How many times have you felt overwhelmed by the stress and pressure of the modern world? From increasingly busy work days to tragic world events to television and media filled with bad news, our lives can reach a point where the things we are experiencing become a toxic brew of stress and tension. When this happens, our stomachs fill with acid, our heads pound, and we snap at the people we love. Before we get to this point, it’s time to practice self-care.

So what is self-care? First, it’s best to know what it is not. Most people associate self-care with pampering: long baths, gourmet chocolates, pedicures, and massages. While those are nice and can certainly be a part of the ways we relax, self-care is much deeper than that. Self-care is taking action that promotes your deep well-being and balance and can be divided into two categories: physical and mental/emotional.

Physical self-care

Physical self-care is the most basic place to start and the easiest place to make changes–this includes exercise, diet, and sleep. Getting plenty of exercise that you enjoy has multiple benefits that stay with you even if you only have 30 minutes a day to spare. Exercise lowers blood pressure, helps you achieve or maintain a healthy weight, increases stamina, balances mood, and improves the next facet of physical self-care: sleep.

Most adults require seven to nine hours of sleep a night but log only six hours of shut-eye on average. This “sleep debt” causes a loss of productivity at a minimum and has far more serious implications for early death and other illness (see this study from the Sleep Foundation for details on how much is enough and the effects of too little).

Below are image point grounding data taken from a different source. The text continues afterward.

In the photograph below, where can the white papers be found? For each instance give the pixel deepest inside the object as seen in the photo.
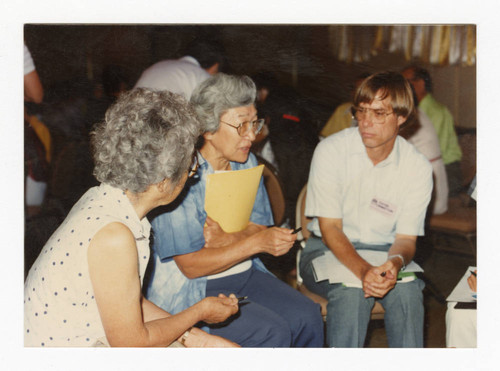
(462, 291)
(328, 267)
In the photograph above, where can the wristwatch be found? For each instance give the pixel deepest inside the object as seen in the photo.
(184, 337)
(400, 257)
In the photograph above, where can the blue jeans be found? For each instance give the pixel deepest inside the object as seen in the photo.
(348, 311)
(275, 315)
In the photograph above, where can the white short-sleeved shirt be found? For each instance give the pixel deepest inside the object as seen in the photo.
(59, 304)
(179, 76)
(374, 202)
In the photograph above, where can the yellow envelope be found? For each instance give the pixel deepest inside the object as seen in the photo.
(230, 196)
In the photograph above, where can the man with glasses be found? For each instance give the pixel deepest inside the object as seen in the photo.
(369, 189)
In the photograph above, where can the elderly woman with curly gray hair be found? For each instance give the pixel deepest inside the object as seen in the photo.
(194, 257)
(85, 287)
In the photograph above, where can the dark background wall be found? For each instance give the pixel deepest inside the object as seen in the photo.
(72, 56)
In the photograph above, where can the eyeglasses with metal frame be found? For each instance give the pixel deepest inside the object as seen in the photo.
(378, 115)
(245, 127)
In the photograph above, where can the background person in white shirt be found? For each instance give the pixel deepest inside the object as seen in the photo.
(369, 188)
(181, 76)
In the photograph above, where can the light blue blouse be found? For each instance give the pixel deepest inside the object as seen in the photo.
(179, 230)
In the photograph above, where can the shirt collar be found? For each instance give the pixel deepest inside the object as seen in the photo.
(190, 59)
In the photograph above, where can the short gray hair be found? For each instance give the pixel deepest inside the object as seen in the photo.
(219, 93)
(146, 137)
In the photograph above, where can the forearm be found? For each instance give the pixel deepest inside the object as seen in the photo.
(250, 230)
(209, 261)
(164, 331)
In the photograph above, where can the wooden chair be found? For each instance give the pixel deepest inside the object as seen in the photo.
(301, 220)
(274, 190)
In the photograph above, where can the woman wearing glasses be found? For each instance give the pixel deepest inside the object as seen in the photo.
(194, 257)
(85, 287)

Finally, food is an important part of physical self-care. Eating a healthy diet filled with whole foods that include fruits, vegetables, and protein increases energy, boosts metabolism, and keeps blood sugar steady to help manage stress. Drinking plenty of water daily can also help flush toxins out of the body, and seeing a doctor regularly for preventative care can also help cultivate a sense of well-being.

Mental/emotional self-care

Mental and emotional self-care can be more complex, as not everyone responds to the same techniques. Journaling daily or maintaining lists (e.g., gratitude lists) works for some to process events and appreciate even small victories throughout the week. Meditation can also help to focus and calm the mind and promote emotional balance.

Other ways to practice mental and emotional self-care are:

  • Tune out the digital word. Turn off your phone and step away from the computer.
  • Say no. Overcommitting to things can make you feel bitter and resentful. Say yes to what really matters to you, and no to everything else.
  • Get outside. Spend some time in nature in all seasons to really connect with the world.
  • Make time for leisure, sports, or hobbies. Even if it’s just a few hours a week, make time to have fun.
  • Cultivate relationships. Make a date night with a partner or meet a friend for coffee. People with wide social networks, the real-life kind, benefit tremendously.

Even small steps yield big benefits—how will you start to practice self-care?